Oh sure, I had a gun tucked inside my belt and concealed back underneath my shirt, but I only carried one. The other side often had their own weapons, and there was usually more than one of those guys at our little get-togethers. Yes, I did have a surveillance team as close as they could get and still stay out of sight, but most of the time they were several minutes away when seconds might count. And no, I didn't like to wear a wire transmitting our conversation to the outside just in case the opposition decided to shake me down. Guns they didn't mind. After all, they had their own and half expected you to do the same, but wires tended to bother them. Plus, some of the more sophisticated organizations had electronic equipment to detect transmitting frequencies that weren't theirs.

Let's just say they were a very untrusting lot, so when I pretended to be someone else, I had to have my story straight. There were times in the old Kansas City days when I taped a piece of paper on the wall by the phone. The left hand column listed the aliases I was using and the right hand column had the names of potential defendants who'd be calling for that particular name. business was good. No doubt there're a few psychiatrists out there who have written dissertations on multiple personalities and therefore have strong opinions on the subject. As for me, to this day I'll still answer to a lot of different names if I think someone is talking to me. It's a different life, but you get used to it.

Don't get the wrong idea, the job wasn't all excitement. Our Rule of Thumb said it was ninety percent boredom: doing paperwork, or waiting for the snitch to call, or the potential defendant to show up at a pre-arranged meeting site. Seems a lot of them boys couldn't tell time very well even if some did wear a Rolex. Only about ten percent of the job was adrenaline: stepping into the criminal world with a made up story as to who you were this time, or kicking doors with an arrest warrant when the case was done and the object of your intentions might have made up his mind he wasn't going back behind the walls for another stint, or taking the wheel in a high speed surveillance breaking red lights and hoping nothing went wrong.

Anonymity was my friend back then. In any case, I think you can see why it's kinda difficult for me sometimes to step out into the bright lights where most authors go when they're seeking publicity in order to advance their writing career.

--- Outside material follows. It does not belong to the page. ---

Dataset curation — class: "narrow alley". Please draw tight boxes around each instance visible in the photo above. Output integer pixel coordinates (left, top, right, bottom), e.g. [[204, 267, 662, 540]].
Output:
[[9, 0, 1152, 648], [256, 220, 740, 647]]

Turns out, even my first three short stories got published in an undercover fashion. In those days, the federal agency I worked for didn't allow its Special Agents to have any outside employment. Somehow, they even construed this policy to to prohibit the writing and publishing of short stories. However, since the agency also taught us how to construct an alias with appropriate documents, and how to work undercover, I merely put their training to use. The byline on those first three stories was a nickname I used on the street, the payment checks came to a Post Office box in the name of an undercover alias, and the checks... well, let's just say it was easier in those days to cash them under a name that wasn't yours. Obviously, the agency had an excellent training program because none of this came to their attention.

Now I'm retired, so I write short mystery fiction for fun and profit. Roughly a third of my stories have been sold to Alfred Hitchcock Mystery Magazine where I have four different series going. Where do I get my story characters? Most of them walk right in off the street from the old days and sit down for a little chat from the past. Them people haven't aged a bit, they're frozen in time. Plots and story lines? These guys are all scam artists and they want their stories told, even if it is the fictionalized version. Call it a form of immortality through the printed word.

Okay, here's my first installment on this blog, so if you got any questions or topics you'd like brought up, just shoot 'em in. Who knows, they could end up in one of our future talks.

Well, it's getting late, my glass is empty and I got to go. Be looking for you in a couple of weeks. Seems I signed up for this gig on the Fortnight Plan. Guess you could say that way I can still keep one foot in the shadows where I find life more comfortable. See ya around.